Dapat dipahami bahwa perempuan mempunyai
kesempatan yang sama dalam menegakkan Agama dan membangun masyarakat beriman.
Deklarasi OKI (Organisasi Kerjasama Islam) pada deklarasi Kairo tahun 1991
tegas menyatakan bahwa baik perempuan maupun laki-laki mempunyai kedudukan sama
dalam ruang publik, pembedaannya hanya ada pada fungsi keibuan. Putusan majelis
tarjih Muhammadiyah ke 17 di Padang tahun 2002 pun, juga memutuskan hal serupa.

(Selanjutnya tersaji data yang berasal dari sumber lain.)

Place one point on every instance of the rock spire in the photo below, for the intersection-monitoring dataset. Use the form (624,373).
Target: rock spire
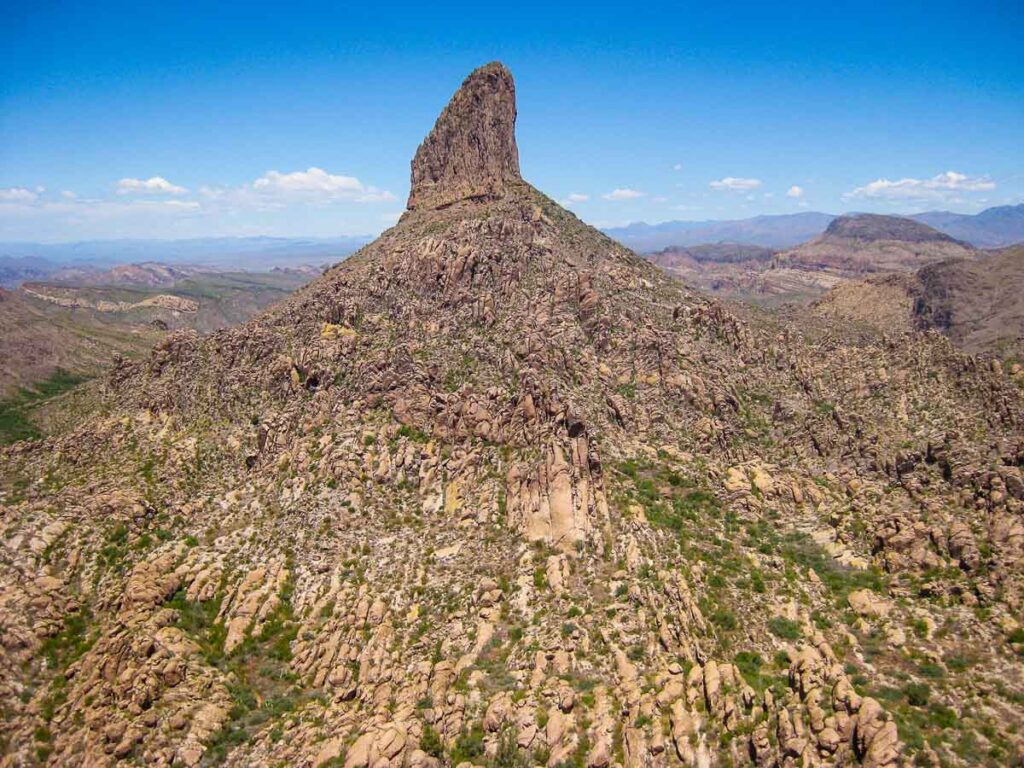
(471,152)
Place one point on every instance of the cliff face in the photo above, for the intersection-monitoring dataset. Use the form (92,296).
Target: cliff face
(495,491)
(471,152)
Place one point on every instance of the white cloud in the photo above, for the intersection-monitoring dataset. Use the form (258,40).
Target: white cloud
(623,194)
(942,186)
(733,183)
(573,198)
(315,182)
(154,185)
(17,195)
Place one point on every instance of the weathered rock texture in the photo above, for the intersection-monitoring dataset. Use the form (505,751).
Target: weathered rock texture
(497,492)
(471,153)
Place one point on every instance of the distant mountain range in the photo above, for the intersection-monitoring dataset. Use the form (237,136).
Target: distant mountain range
(992,227)
(19,261)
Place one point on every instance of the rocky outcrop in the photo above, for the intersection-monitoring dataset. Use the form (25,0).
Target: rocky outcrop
(471,152)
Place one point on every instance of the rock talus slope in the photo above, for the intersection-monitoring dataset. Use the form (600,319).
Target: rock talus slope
(497,492)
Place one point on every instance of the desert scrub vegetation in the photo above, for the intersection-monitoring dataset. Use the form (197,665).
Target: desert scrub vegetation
(261,687)
(15,420)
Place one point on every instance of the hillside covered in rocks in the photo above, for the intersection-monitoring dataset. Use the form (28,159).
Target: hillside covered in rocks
(497,492)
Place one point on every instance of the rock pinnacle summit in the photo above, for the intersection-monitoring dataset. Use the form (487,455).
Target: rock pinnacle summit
(471,152)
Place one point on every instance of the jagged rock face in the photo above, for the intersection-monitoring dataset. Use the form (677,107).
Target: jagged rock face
(497,492)
(471,152)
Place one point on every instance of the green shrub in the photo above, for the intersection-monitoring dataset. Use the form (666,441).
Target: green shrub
(784,628)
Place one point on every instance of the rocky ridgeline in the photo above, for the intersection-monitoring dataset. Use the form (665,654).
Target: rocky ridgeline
(495,492)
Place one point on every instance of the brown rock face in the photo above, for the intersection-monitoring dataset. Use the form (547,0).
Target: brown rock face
(471,152)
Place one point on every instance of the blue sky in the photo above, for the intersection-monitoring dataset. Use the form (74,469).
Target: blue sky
(162,120)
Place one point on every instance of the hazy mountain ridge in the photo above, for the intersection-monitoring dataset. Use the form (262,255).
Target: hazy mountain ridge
(496,491)
(992,227)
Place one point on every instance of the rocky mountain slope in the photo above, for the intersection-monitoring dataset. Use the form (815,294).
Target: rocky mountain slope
(81,322)
(851,248)
(979,304)
(495,491)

Perempuan berhak berkiprah dalam ranah politik termasuk menjadi presiden. kita
harus menghargai semua pendapat, tapi akan lebih baik jika pendapat tersebut
dikuatkan dengan argumen-argumen teologis, filosifis, teoritis, pengalaman,
maupun kepekaan akan sejarah dan fakta psikologis. Jika tidak, terlebih
menyangkut persoalan agama terlebih yang sensitif seperti isu perempuan, maka
akan sangat kontraproduktif pada Islam itu sendiri. Penafsiran tekstual tidak
salah, bahkan sangat baik untuk menjaga kemurnian Islam. Tetapi jika dipahami
tekstual secara sempit, bukan malah tidak mungkin mendegradasi peran Islam
sebagai rahmatan lil 'alamin. Sejarah
nabi adalah revolusi melawan sistem sosial yang timpang, pemposisian perempuan
dalam posisi subordinat hanya akan melanggengkan
sejarah ketimpangan tersebut. HIDUP PEREMPUAN!!!